This is a guest post from local blogger Dean McCord from VarmintBites:
As I previously wrote, we in the Triangle are fortunate to have so many great chefs and cookbook writers, and one of my favorite collection of recipes comes from my good friend, Bill Smith, chef of Chapel Hill's iconic restaurant, Crook's Corner. I remember first meeting Smith about four years ago, and I was foolish enough to ask him if he thought Crook's had become a Bill Neal museum. He was not at all offended, but he responded by saying that a large part of Bill Neal will always be with Crook's, but that the restaurant is mostly his.
And it is.
Smith's emphasis is on simplicity, using great ingredients, and one of his creations has become a Sunday staple in our house. It's a basic roast chicken that is slathered with Jalapeño Tabasco Sauce, also known as "Green Tabasco." The resulting bird and its fantastic sauce are only slightly spicy, but full of flavor. The chicken can be eaten hot, but it's also great cold the next day. I particularly enjoy slicing the chicken for sandwiches, as with some fresh mayonnaise, it's a combination that can't be beat. One of these days I'm going to use the leftover chicken and sauce for an open-faced hot chicken sandwich. That might just be illegally good.
Green Tabasco Chicken
1 chicken, rinsed and patted dry (reserve giblets)
1 tsp salt
1/2 tsp freshly ground black pepper
1 clove garlic
1/2 bottle Green Jalapeño Tabasco Sauce
Melted butter, for basting (melted duck fat or bacon grease works well, too)
1-1/2 cups dry white wine
Preheat the oven to 500°F. Cut off the wing tips of the chicken and the tail at the base of the spine (also known as the pope's nose). Reserve. Salt and pepper chicken cavity and stuff it with lemon, garlic and jalapeño. Truss chicken and place on a rack in a roasting pan. Pour the Tabasco over the chicken, rubbing it over the bird to evenly distribute. Sprinkle additional salt and pepper over the wet chicken, and put it in the oven.
Meanwhile, put the wing tips, pope's nose and giblets (except for the liver), in a saucepan and cover with water. Bring to a simmer and cook while the chicken roasts.
The chicken will begin to sizzle and smoke after about 15-20 minutes. Reduce temperature to 350°F and baste chicken with the melted fat. Repeat every 20 minutes until the chicken is done, where the legs can be wiggled easily, about 1 to 1-1/4 hours.
Remove chicken from the oven and let rest for 20 minutes.
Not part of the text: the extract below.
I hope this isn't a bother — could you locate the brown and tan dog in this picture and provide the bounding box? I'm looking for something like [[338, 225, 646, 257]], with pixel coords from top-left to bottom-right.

Cut out the chicken's spine with poultry shears, and add to the saucepan along with the juice from the chicken's cavity, the jalapeño and garlic. Bring to a boil. Do not add the lemon to the sauce.
Continue with the sauce by placing the roasting pan on the stove and turn up to high. Add the wine and scrape off the brown bits. Add all of this to the sauce. Continue cooking until it gets somewhat thick and lustrous. Spoon off the grease.
Cut up the chicken into pieces and place on a platter. Strain the sauce through a sieve and serve it in a gravy boat, or, if you prefer, pour the sauce over the chicken.
From "Seasoned in the South: Recipes from Crook's Corner and from Home," by Bill Smith.